In this video on Basic Estimation, we'll continue with Stata and

look at a design that's more complex than in the previous video.

So what we'll do is look at the same sample as we used in the R example.

So I'm looking at nhis.large and

that you may remember is from the R prac tools package.

So I wrote that out in R in a DTA format which is the Stata format.

Then I use it, I clear the memory, and to do the same sort

of thing that I did in R, I'm giving labels to the age groups.

So in Stata, you do that with a label define statement,

and you define the label variable, and here I'm calling it age_lab.

So I just label the five age categories, and then I say label values for

the age, the field age_group,

in my labels are what I just created here, age_label.

So that'll associate the things and give us a nicer looking table.

So in svyset here's what I do, I specify the psu variable here,

which is called psu, the survey weight is SVYWT,

stratum variable is stratum.

And then I use tabulate and I preface that with SVY: to

let Stata that it should use the survey procedure to do the tabulating.

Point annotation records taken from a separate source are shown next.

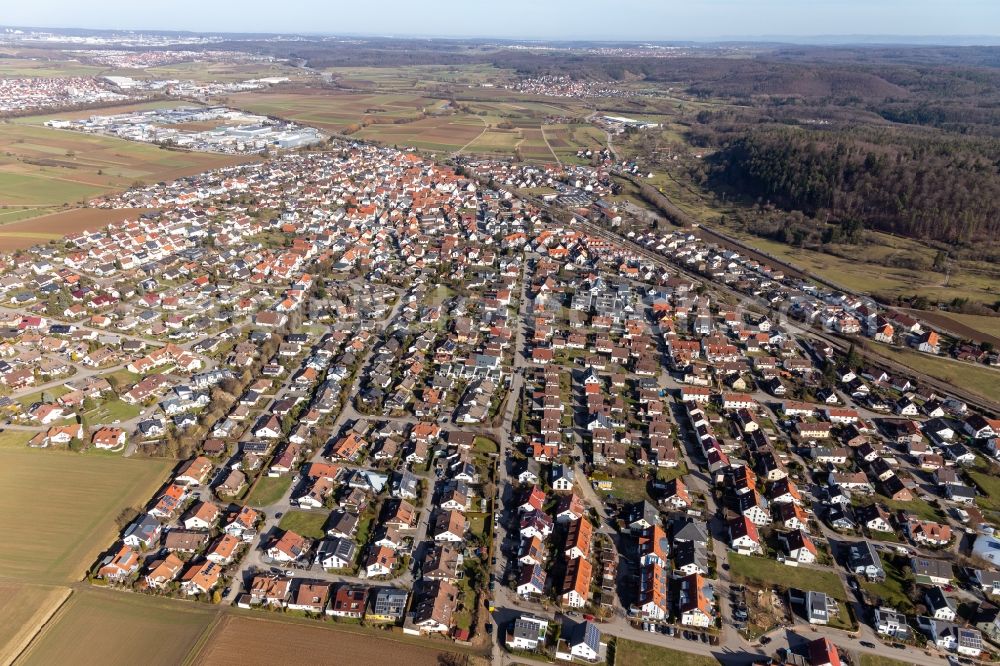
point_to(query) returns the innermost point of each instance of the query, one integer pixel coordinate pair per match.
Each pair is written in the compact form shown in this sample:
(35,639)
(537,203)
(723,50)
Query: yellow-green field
(643,654)
(988,325)
(107,627)
(41,167)
(23,609)
(503,124)
(977,379)
(336,111)
(58,509)
(41,65)
(418,77)
(206,71)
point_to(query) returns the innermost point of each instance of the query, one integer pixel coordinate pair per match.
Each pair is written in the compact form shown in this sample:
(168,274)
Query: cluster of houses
(185,542)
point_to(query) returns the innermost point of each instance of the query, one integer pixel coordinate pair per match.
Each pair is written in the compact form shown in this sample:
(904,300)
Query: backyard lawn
(772,572)
(269,489)
(305,523)
(644,654)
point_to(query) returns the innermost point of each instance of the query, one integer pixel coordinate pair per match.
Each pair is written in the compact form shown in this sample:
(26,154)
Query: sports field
(58,509)
(107,627)
(241,640)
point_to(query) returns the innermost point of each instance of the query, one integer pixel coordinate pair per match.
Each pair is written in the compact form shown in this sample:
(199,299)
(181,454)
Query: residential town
(407,395)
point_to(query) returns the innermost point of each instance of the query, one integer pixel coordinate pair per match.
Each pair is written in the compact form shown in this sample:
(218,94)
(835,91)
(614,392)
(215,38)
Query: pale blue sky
(525,19)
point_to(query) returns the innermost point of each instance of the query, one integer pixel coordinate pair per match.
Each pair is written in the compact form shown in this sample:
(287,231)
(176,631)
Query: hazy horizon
(823,21)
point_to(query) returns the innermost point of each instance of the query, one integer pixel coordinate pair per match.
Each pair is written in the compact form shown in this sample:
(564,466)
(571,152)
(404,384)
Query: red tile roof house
(348,601)
(109,438)
(289,548)
(122,564)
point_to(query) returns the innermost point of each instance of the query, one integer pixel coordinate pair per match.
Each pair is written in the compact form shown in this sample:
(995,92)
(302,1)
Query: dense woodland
(934,187)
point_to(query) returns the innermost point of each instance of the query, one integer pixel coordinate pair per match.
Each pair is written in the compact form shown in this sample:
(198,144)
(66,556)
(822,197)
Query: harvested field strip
(240,639)
(979,328)
(41,228)
(76,518)
(107,627)
(24,610)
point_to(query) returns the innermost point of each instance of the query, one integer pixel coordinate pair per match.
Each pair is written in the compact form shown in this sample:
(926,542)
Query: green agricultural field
(46,67)
(989,487)
(111,411)
(305,523)
(643,654)
(58,509)
(107,627)
(988,325)
(269,489)
(23,610)
(890,591)
(419,76)
(16,213)
(771,572)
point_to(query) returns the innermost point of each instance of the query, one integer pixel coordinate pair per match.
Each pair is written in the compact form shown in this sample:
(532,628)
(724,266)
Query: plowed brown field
(239,640)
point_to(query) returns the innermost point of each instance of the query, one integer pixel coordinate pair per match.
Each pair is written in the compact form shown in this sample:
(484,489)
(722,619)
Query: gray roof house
(864,561)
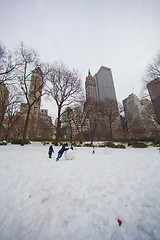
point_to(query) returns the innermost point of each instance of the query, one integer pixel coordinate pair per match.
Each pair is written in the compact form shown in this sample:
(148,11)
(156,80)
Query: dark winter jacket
(61,151)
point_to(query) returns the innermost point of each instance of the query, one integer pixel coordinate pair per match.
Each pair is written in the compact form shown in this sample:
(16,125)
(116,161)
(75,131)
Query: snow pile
(94,197)
(70,154)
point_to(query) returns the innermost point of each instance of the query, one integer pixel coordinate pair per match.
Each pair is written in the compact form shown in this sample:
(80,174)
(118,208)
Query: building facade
(105,85)
(154,92)
(91,88)
(132,107)
(4,95)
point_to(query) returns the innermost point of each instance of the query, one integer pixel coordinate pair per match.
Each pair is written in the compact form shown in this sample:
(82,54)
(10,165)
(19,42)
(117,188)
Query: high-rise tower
(105,85)
(91,90)
(35,93)
(154,92)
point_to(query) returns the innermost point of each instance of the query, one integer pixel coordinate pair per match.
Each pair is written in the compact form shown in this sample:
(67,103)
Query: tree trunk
(25,127)
(58,125)
(110,130)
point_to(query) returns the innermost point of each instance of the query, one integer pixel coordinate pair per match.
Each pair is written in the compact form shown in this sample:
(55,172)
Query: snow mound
(69,154)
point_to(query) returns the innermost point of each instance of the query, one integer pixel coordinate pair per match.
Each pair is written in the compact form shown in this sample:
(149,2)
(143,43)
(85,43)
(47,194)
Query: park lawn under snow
(80,199)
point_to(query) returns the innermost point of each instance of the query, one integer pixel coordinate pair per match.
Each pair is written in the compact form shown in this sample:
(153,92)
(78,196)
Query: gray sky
(87,34)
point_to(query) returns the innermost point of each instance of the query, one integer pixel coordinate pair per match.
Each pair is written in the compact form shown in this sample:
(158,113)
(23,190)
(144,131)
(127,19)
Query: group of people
(60,152)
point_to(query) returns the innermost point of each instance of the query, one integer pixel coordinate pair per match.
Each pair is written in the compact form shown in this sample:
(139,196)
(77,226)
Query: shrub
(2,143)
(139,145)
(120,146)
(110,144)
(19,141)
(88,145)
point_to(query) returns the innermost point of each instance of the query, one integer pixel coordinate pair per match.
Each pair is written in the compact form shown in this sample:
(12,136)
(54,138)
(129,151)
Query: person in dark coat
(61,151)
(50,151)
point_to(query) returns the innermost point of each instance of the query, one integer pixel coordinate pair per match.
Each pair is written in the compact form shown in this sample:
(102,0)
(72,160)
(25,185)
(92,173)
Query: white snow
(69,154)
(41,199)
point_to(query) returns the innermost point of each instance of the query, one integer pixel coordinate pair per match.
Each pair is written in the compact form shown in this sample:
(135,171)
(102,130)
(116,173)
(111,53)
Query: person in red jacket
(50,151)
(61,151)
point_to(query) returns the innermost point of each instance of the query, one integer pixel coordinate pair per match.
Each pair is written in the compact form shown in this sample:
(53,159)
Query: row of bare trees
(59,83)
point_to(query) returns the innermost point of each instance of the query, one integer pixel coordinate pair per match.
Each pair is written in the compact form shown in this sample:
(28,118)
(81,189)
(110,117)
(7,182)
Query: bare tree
(8,65)
(64,87)
(111,112)
(12,111)
(29,63)
(153,69)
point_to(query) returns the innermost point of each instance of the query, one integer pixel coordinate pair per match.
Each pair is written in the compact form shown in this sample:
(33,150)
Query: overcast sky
(87,34)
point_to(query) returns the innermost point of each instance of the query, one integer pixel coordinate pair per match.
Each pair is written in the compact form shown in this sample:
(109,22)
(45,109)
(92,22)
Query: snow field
(82,199)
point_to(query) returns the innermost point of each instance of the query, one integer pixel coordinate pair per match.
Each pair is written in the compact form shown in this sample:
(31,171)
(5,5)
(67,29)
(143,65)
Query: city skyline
(121,35)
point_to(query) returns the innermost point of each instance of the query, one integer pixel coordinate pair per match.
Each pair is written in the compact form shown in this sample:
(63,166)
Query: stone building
(154,92)
(133,107)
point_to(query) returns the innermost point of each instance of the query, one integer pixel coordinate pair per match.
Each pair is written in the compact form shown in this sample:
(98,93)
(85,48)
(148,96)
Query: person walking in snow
(93,150)
(61,151)
(50,151)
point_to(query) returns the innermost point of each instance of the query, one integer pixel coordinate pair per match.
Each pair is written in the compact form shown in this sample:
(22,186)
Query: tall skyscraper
(105,85)
(154,92)
(35,92)
(4,95)
(91,89)
(132,107)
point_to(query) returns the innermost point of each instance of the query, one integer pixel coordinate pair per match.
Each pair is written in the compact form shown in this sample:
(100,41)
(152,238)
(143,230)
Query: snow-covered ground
(79,199)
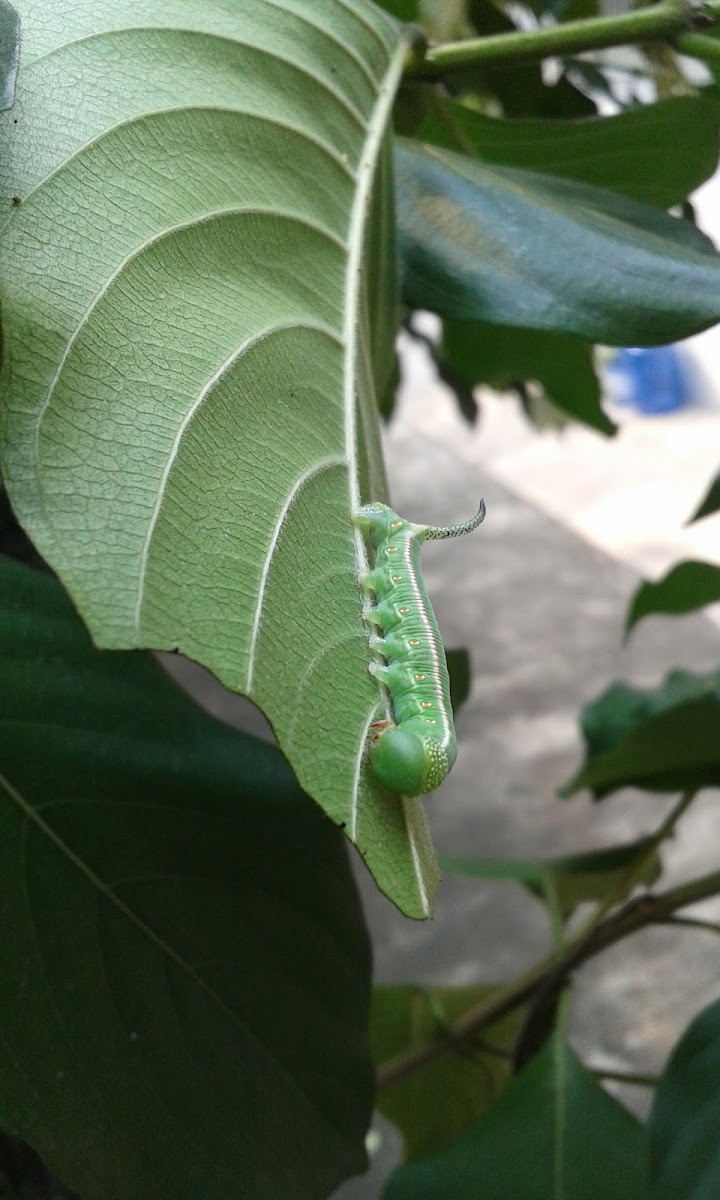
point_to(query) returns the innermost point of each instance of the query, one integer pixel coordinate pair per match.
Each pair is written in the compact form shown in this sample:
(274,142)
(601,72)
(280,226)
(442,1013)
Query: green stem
(637,913)
(699,46)
(665,21)
(707,927)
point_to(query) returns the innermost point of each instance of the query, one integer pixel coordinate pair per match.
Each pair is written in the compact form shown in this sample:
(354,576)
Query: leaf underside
(191,406)
(185,967)
(516,247)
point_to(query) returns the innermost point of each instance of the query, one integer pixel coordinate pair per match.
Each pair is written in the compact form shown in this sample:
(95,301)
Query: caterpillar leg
(379,672)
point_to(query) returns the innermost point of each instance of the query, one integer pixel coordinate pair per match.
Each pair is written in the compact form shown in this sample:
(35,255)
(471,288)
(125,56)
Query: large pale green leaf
(687,587)
(552,1135)
(516,247)
(184,979)
(654,153)
(199,315)
(437,1103)
(10,49)
(685,1117)
(664,739)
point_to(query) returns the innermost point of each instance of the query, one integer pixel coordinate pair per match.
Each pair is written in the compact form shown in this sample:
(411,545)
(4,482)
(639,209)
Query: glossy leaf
(683,1128)
(502,357)
(663,739)
(571,880)
(191,411)
(10,53)
(514,247)
(185,969)
(653,153)
(442,1099)
(687,587)
(553,1134)
(709,503)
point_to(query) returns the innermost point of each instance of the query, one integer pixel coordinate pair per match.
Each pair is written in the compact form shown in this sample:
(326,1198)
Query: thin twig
(637,913)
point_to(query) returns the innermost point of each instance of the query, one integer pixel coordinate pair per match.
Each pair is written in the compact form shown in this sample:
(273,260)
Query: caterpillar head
(407,763)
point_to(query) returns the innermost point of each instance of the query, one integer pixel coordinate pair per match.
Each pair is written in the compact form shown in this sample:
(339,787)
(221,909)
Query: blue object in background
(649,379)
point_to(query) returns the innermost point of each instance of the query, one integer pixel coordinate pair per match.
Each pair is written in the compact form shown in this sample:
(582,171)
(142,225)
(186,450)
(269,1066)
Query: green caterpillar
(413,754)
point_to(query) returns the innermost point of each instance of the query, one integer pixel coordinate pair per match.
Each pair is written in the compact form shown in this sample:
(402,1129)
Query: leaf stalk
(637,913)
(665,22)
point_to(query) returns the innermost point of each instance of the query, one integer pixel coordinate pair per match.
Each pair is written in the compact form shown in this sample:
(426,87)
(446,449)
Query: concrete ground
(538,597)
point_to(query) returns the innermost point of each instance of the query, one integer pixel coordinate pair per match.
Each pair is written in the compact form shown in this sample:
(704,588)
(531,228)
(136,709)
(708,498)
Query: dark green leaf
(553,1134)
(685,1117)
(573,880)
(664,741)
(459,669)
(185,970)
(10,53)
(653,153)
(711,502)
(520,249)
(503,357)
(689,586)
(441,1101)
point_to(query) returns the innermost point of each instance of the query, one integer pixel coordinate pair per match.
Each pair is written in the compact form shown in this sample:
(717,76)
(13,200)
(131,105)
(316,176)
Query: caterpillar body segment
(413,755)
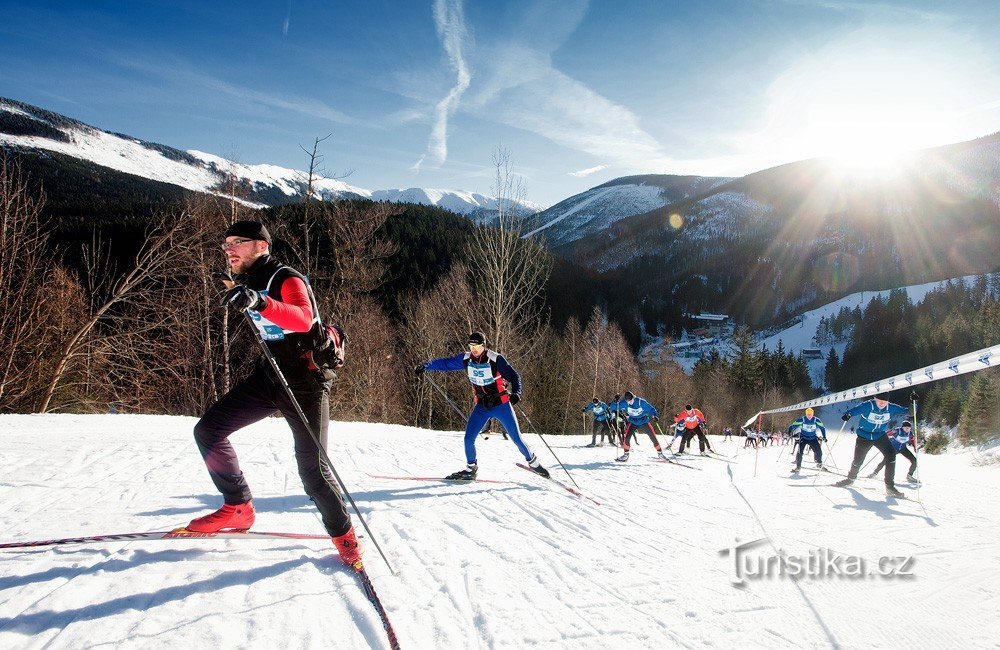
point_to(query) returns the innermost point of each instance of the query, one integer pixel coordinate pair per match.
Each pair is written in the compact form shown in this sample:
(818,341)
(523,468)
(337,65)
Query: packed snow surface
(481,565)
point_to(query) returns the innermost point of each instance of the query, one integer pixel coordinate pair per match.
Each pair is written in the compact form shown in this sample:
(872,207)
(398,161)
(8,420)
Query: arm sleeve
(509,375)
(446,364)
(294,313)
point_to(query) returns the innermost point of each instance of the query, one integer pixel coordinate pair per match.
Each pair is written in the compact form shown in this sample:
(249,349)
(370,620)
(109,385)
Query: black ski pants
(689,435)
(906,453)
(814,445)
(252,400)
(605,429)
(861,447)
(630,431)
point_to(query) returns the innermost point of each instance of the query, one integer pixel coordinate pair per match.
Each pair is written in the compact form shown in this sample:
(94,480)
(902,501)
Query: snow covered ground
(482,565)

And I'm getting a table of age_grp by

whether people delayed medical care or not.

This row says, give me a row proportions.

So in the two way table,

it's going to make the rows sum up to one which we'll see on the next page.

Now because I didn't tell it more specific information, it's going to use

the ultimate cluster which is a without with replacement variance estimator.

Exactly the same as our survey did and

that is going to be a standard procedure in survey packages,

SAS will be the same thing, so here's the output from that.

And we see, as before, we've got 75 strata,

two PSUs per stratum, so we've got a total of 150 PSUs.

The total number of observations in the dataset is 21,464,

now that's omitting the ones with missing delayed medical care.

And in the population size that state of reports

is just the sum of the weights, so about 66 million.

And the designed degrees of freedom are the following,

this is using that rule of thumb, we pick up one degree of freedom per stratum.

Since we get a two psu per stratum design, so

we get 75 total, and here are the proportions.

So you can see that going across a row,

these things add up to one, because that's what I asked for.

So these proportions of people who did delay medical care,

the value of one here are exactly the same,

is what we estimated from our.

So here's the column and a nice thing about Stata is,

it does give you the marginal proportion.

You don't have to ask for that separately, so that's 0.0719.

And another thing that Stata does by default is it calculate

the Pearson-adjusted chi-square, which is referred to in the F distribution.

And you'll see here, the degrees of freedom numerator and denominator for

the F are exactly as computed in the R survey package.

The F stat is the same and the P value is to four decimal places, 0.

So once again, we see that, delaying medical care and

how old you are not independent variables in this data set.